Lightning strikes the South China Sea. For 0.2 seconds, it illuminates a fishing boat whose crew has been at sea for 19 days.

14:23:11 UTC

A grandmother in Osaka teaches her granddaughter to fold a paper crane. The girl's 847th crane. She needs 153 more for her wish.

14:23:12 UTC

In the Mariana Trench, a pressure of 1,086 bars compresses water to a density 4.96% greater than at the surface. Life persists anyway.

14:23:13 UTC

A baker in Istanbul slides 40 loaves of simit into an oven. The yeast organisms that made them rise are now dying by the billions in the heat.

14:23:14 UTC

An aurora borealis flickers over northern Norway. Solar particles that left the sun eight minutes ago collide with oxygen atoms at 100 km altitude.

14:23:15 UTC

A chess computer evaluates 70 million positions per second. It has no concept of beauty, yet its games are beautiful.

14:23:16 UTC

A whale surfaces in the Azores, exhales, and dives again. Its song will travel 3,000 kilometers before fading into the ocean's ambient noise.

Concurrency is not chaos. It is the universe's natural state.
14:23:17 UTC

In a vineyard in Burgundy, roots reach through limestone deposited 150 million years ago.

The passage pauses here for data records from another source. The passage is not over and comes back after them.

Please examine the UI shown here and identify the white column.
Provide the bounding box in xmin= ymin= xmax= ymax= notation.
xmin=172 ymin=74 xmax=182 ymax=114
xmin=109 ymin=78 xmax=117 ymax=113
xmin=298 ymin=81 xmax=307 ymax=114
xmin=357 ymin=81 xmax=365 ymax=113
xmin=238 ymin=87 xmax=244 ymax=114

The wine they produce will carry that mineral memory.

14:23:18 UTC

A newborn in Manila takes her first breath. At this exact moment, 4.5 other humans are also taking their first breath somewhere on Earth.

14:23:07 UTC

The Earth rotates 0.46 kilometers in this second. Everyone on the surface is moving at the same angular velocity, unaware of the speed.

14:23:08 UTC

A neutrino from a supernova that exploded 160,000 years ago passes through the entire planet without touching a single atom. It will never be detected.

14:23:09 UTC

In Lagos, 23 million people exhale simultaneously. The CO₂ they release will be absorbed by a forest in the Congo Basin within three weeks.

14:23:10 UTC

A quantum computer in Zurich maintains 127 qubits in superposition. Each qubit exists in all possible states at once -- concurrency at the atomic scale.

14:23:11 UTC

The tide turns at the Bay of Fundy. 160 billion tons of water begin to move. The force involved exceeds the combined output of every power plant on Earth.

14:23:12 UTC

A farmer in Punjab checks the weather on a phone manufactured in Shenzhen, designed in Cupertino, assembled from minerals mined in the DRC.

14:23:13 UTC

Seeds planted three months ago in a greenhouse in the Netherlands germinate. They have been waiting for this exact combination of moisture and warmth.

14:23:14 UTC

A poet in Buenos Aires writes the word "simultaneidad" and pauses. The word contains its own meaning -- letters coexisting on the same line.

14:23:15 UTC

7.9 billion hearts are beating. None of them are synchronized. The combined rhythm would sound like rain on a metal roof.

14:23:16 UTC

A photon emitted by a star in the Andromeda galaxy 2.5 million years ago enters Earth's atmosphere. It will strike a rooftop in Damascus and become heat.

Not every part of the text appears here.